One of the great things about constructions is that you can do cool things with them which are not so easy with other parsing techniques. One example is ellipsis, when you may just omit any number of words if they are the same as in the previous clause:
По мнению одних дальше следовало 7, по мнению других — 8
PREP opinion some next went 7 PREP opinion others — 8
In the opinion of some, a 7 went next; but in opinion of others an 8 did
To translate this correctly, several things should be done. The parser should recognize that "—" actually stands for went next. The semantic model should somehow incorporate this as well as the meta-knowledge that this went next is actually not specified explicitly (otherwise the generator would produce but in opinion of others an 8 went next). Finally, the generator should be able to replace the full verb phrase with did.
Parser
There's clearly some parallelism here. After processing in opinion of others the parser should already know that this is similar to in the opinion of some. The same happens with 8, which is similar to 7. Now the parser should fill in the dash gap with the missing information taken from the previous clause. This means it should have access to all actions it performed during processing of went next, and it should repeat them.

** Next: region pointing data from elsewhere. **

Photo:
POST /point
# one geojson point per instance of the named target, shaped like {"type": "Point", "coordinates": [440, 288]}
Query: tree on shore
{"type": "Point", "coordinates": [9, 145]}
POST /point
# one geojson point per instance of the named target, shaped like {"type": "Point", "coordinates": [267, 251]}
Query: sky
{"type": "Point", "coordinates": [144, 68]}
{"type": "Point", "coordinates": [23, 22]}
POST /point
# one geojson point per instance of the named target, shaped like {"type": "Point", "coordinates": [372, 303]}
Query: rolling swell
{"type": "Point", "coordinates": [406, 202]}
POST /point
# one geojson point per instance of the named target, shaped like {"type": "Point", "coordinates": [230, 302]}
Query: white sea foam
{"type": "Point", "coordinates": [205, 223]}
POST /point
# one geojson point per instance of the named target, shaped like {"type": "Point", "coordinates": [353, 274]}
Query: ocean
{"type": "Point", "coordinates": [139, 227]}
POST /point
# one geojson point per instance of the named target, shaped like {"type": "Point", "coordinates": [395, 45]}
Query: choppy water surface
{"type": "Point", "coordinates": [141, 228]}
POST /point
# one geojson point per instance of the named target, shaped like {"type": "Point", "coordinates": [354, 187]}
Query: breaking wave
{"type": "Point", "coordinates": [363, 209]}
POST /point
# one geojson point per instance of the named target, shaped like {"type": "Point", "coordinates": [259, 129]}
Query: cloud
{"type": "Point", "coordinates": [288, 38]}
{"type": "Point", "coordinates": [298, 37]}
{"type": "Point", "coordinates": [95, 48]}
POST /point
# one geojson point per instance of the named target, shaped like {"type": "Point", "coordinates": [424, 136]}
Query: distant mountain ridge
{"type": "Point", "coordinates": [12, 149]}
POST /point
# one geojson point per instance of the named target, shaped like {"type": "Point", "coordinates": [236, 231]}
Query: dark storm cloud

So, there are two problems. One is how to find similar fragments given that they consist of different words. The other is how to be aware of the earlier activity of the parser and be able to reproduce it in new contexts. The problems are quite tightly connected: it's the earlier activity where you search for something similar. And no surprise that both problems are solved by one means, which is, keeping the change log.
Every change in the parsing state is kept in a log. Luckily, the construction architecture is very suitable for this. Remember, each word tells the parser which constructions it participates in and which of them are mutually incompatible. It also contributes arguments to the constructions: specifying a noun of a nom(inative) construction is completely different from contributing a head (verb). Based on this information, the parser resolves the possible conflicts, determines the winning constructions and executes the code attached to them which makes the changes to the semantic model.
The log consists of the contributions each word has made. And by allowing constructions to have access to this log, the parser can tackle the two problems posed by ellipsis:
1. Similarity
7 and 8 are different words, but the contributions they make are quite similar: they invoke the same constructions (nom, gen, acc, ... — all cases) but provide different arguments to them: one creates a frame whose type is 7, another — the same with 8. So I infer that two contributions are similar if they contribute to the same construction and supply same kinds of arguments.
2. Repetition
The parser knows it's processing ellipsis. It knows where the ellipsis starts (in opinion of others) and ends (8). It has found the similar fragments in the previous clause (in the opinion of some and 7). Now it just has to look at the contribution history, find everything in between those two similar fragments and insert it between in opinion of others and 8. The copying happens upon encountering 8 after "—", and the own contribution of 8 is nicely integrated into the environment set by the copied history (e.g. it completes the noun of nom construction, whose head was set by copied went).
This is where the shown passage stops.